The man who stole a Picasso drawing from a San Francisco art gallery last summer has completed his jail sentence and is awaiting extradition to New York.

But what about the drawing that Marc Lugo grabbed?

It’s hard to steal anything these days without winding up the subject of a worldwide manhunt conducted over the Internet. And ever since the Picasso thief-in-loafers (no socks) made international headlines by starring in a security video that showed him strolling out of an art gallery with the sketch casually tucked under his arm, people from around the world have been stopping by just to see the empty spot on the wall.

But yesterday, the hook got its Picasso back.

Picassoless wall (Photo: Krissy Clark/KQED)

Back in the saddle (Photo: Krissy Clark/KQED)

“Behind here, this is now bolted into the wall,” said Roland Weinstein, the owner of the gallery on Union Square.”

And with a little extra security; he has since hired a guard and put in cameras.
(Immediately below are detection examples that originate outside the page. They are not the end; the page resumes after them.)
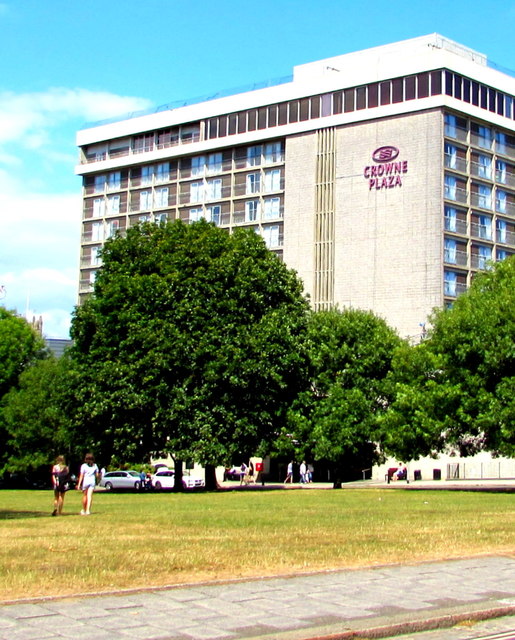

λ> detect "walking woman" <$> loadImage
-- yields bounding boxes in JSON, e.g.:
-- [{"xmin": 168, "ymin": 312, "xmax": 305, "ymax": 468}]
[
  {"xmin": 52, "ymin": 456, "xmax": 70, "ymax": 516},
  {"xmin": 77, "ymin": 453, "xmax": 100, "ymax": 516}
]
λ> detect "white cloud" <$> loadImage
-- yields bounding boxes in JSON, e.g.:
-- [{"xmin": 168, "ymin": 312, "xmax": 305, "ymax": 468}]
[
  {"xmin": 0, "ymin": 185, "xmax": 80, "ymax": 338},
  {"xmin": 0, "ymin": 88, "xmax": 150, "ymax": 338},
  {"xmin": 0, "ymin": 88, "xmax": 151, "ymax": 148}
]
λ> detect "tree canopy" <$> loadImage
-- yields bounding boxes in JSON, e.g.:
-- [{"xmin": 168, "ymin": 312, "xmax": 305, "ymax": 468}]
[
  {"xmin": 2, "ymin": 355, "xmax": 74, "ymax": 477},
  {"xmin": 0, "ymin": 307, "xmax": 46, "ymax": 398},
  {"xmin": 72, "ymin": 220, "xmax": 307, "ymax": 465},
  {"xmin": 383, "ymin": 257, "xmax": 515, "ymax": 459},
  {"xmin": 282, "ymin": 309, "xmax": 401, "ymax": 480},
  {"xmin": 0, "ymin": 307, "xmax": 48, "ymax": 468}
]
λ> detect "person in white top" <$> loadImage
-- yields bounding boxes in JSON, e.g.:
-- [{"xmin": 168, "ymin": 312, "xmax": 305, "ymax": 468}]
[{"xmin": 77, "ymin": 453, "xmax": 100, "ymax": 516}]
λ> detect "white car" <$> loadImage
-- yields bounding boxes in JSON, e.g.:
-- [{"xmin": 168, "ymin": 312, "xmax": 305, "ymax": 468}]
[
  {"xmin": 152, "ymin": 467, "xmax": 205, "ymax": 491},
  {"xmin": 100, "ymin": 471, "xmax": 142, "ymax": 491}
]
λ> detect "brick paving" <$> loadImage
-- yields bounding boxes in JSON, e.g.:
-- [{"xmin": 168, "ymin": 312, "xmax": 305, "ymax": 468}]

“I was calling the district attorney kind of on a weekly basis wondering when we were going to get it back, it’s just really exciting to have it back and to be putting it on the wall.”

After spending months in an evidence locker, Tete de Femme or “head of a woman” looks as good as new: abstract, lopsided and lovely. It had been for sale before the theft, but now Weinstein says he’s not planning on letting her go.